If your teen attends college in a lower-cost area than your home ZIP code, updating the garaging address can reduce your premium by 10–25%. Urban colleges in high-theft or high-accident areas will raise your rate. Your carrier will ask for proof of the garaging address: a lease, a dorm assignment letter, or a utility bill in the student's name.
Some parents try to keep the home address as the garaging location to preserve a lower rate. This works only if the vehicle genuinely returns home every night, which is not the case for a college student living on or near campus. If a claim occurs and the carrier determines the vehicle was garaged at a different location than listed on the policy, they can deny the claim and rescind coverage retroactively.
Good Student Discount Requires Semester-by-Semester Proof
The good student discount reduces your premium by 10–25% and applies to full-time students with a B average or 3.0 GPA. Most carriers require updated proof every semester or every policy renewal period. Acceptable documentation includes an official transcript, a report card, or a letter from the registrar on school letterhead.
Parents often secure the discount at the start of freshman year and forget to resubmit documentation. If your teen's GPA drops below the threshold or you miss the renewal submission window, the discount disappears. Most carriers don't proactively remind you, and you won't know it's gone until you review your policy or notice the premium increase at the next renewal.
Some states mandate the good student discount for all carriers. In those states, the discount is automatic if the student qualifies, but you still must submit proof. Set a calendar reminder for the end of each semester and submit documentation as soon as grades post. If your carrier offers an online portal for discount documentation, use it — email submissions are often lost or delayed.
Out-of-State College and State-Specific Coverage Requirements
If your teen attends college in a different state, your policy must meet the minimum coverage requirements of both your home state and the state where the vehicle is garaged. Most carriers automatically adjust coverage to meet the higher of the two state minimums, but you should confirm this before your teen leaves.
New Hampshire and Virginia do not require liability insurance, but if your teen garages the vehicle in one of those states and you live elsewhere, your home state's requirements still apply. Michigan requires unlimited personal injury protection, which significantly raises premiums for vehicles garaged there. If your teen attends school in Michigan, expect your premium to increase even with the distant student discount.
Some carriers restrict out-of-state coverage or charge a surcharge for vehicles garaged more than 500 miles from the policyholder's home address. Confirm your carrier's policy before your teen moves. If your carrier doesn't offer competitive out-of-state coverage, compare quotes from carriers licensed in both states.
What Coverage Level Makes Sense for a College Car
If your teen drives an older paid-off vehicle worth less than $3,000, dropping collision and comprehensive coverage reduces your premium by $400–$800 annually. You'll still carry liability, uninsured motorist, and any state-mandated coverage, but you eliminate the coverage that pays to repair or replace your own vehicle.

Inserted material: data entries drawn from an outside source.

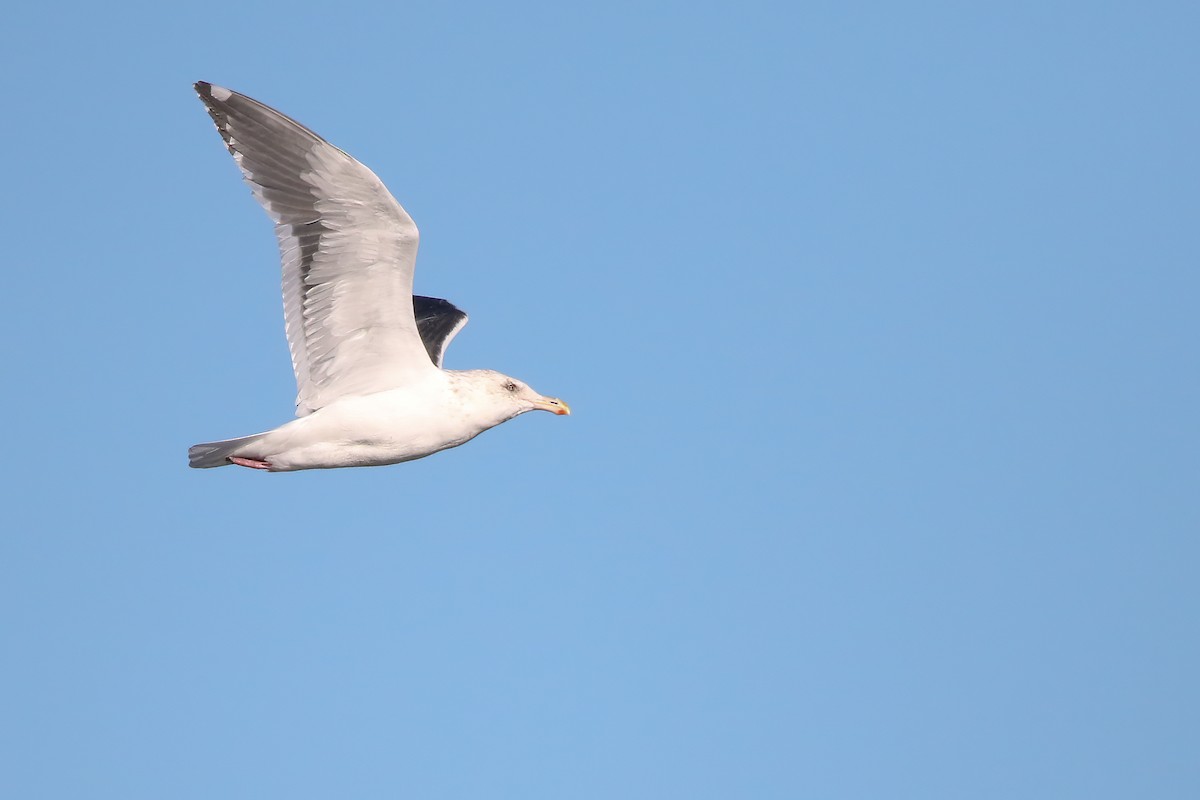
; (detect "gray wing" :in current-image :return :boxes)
[195,82,434,416]
[413,296,468,368]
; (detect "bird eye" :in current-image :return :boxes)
[504,381,517,392]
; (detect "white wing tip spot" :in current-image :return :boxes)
[210,85,233,101]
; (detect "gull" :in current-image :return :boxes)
[187,82,569,472]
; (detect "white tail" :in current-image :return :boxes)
[188,433,267,469]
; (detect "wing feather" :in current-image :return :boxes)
[412,296,469,367]
[195,82,434,416]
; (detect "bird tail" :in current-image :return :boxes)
[188,433,268,469]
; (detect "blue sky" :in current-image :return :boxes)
[2,1,1197,797]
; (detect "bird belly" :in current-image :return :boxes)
[243,389,489,471]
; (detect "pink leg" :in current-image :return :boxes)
[229,456,272,470]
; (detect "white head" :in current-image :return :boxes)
[450,369,571,424]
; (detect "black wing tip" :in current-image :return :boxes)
[193,81,236,105]
[192,82,235,150]
[413,296,465,315]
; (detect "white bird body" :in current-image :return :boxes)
[187,83,568,472]
[196,370,536,472]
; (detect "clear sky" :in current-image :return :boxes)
[2,1,1197,798]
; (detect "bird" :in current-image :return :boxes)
[187,82,570,472]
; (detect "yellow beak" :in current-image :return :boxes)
[534,396,571,415]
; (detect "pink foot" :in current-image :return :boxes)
[229,456,272,470]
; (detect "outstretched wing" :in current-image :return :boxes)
[195,82,435,416]
[413,296,469,368]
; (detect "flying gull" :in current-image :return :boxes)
[188,82,569,471]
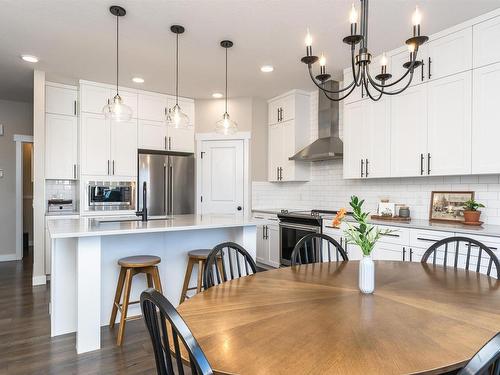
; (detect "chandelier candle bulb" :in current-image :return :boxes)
[412,6,422,36]
[380,53,388,74]
[349,4,358,35]
[305,28,313,56]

If the vehicle is financed or leased, your lender requires collision and comprehensive coverage until the loan is paid off. If your teen drives a newer vehicle you own outright, the decision depends on the vehicle's value and your ability to replace it out of pocket. A $12,000 car is expensive to replace, and collision coverage costs $600–$1,200 annually depending on the deductible.
Raising your deductible from $500 to $1,000 reduces your premium by 10–20% and is a practical option for college students who rarely file claims. Most parents set a $1,000 deductible for the teen's vehicle and a lower deductible for their own vehicles.